One of the two main influences on National-Anarchists is a minor current of fascism called Third Position. The origins of Third Position are in National Bolshevism, which originally referred to Communists who sought a national (rather than international) revolution. It soon came to refer to Nazis who sought an alliance with the Soviet Union. The most important of these was “left-wing Nazi ” Otto Strasser, a former Socialist who advocated land redistribution and nationalization of industry. After criticizing Hitler for allying with banking interests, he was expelled from the party. His brother, Gregor Strasser, held similar views but remained a Nazi until 1934, when other Nazis killed him in the Night of the Long Knives.
A number of postwar fascists continued this train of thought, including Francis Parker Yockey and Jean-François Thiriart.18 They saw the United States and liberal capitalism as the primary enemy, sought an alliance with the Soviet Union, and promoted solidarity with Third World revolutionary movements, including Communist revolutions in Asia and Latin American, and Arab anti-Zionists (particularly those with whom they shared antisemitic views). Thiriart’s followers in Italy formed a sect of “Nazi-Maoists” based on these principles, and after a gruesome August 1980 bombing in Bologna which killed 85 people, 40 Italian fascists fled to England, including Robert Fiore.

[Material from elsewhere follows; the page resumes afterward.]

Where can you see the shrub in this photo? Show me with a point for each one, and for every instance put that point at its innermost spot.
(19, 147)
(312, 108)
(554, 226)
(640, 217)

Fiore was sheltered by National Front member Michael Walker, editor of the Scorpion.19 This paper subsequently spread Third Position and New Right ideas into Britain’s National Front, and Troy Southgate openly credits it as a major influence.20 Third Position ideas also spread through the National Front via the magazine Rising.21 After a 1986 split, this new influence resulted in a reconfiguration of the party’s politics. Prominent members visited Qadafi’s Libya, praised Iran’s Ayatollah Khomeini and forged links with the Nation of Islam in the United States.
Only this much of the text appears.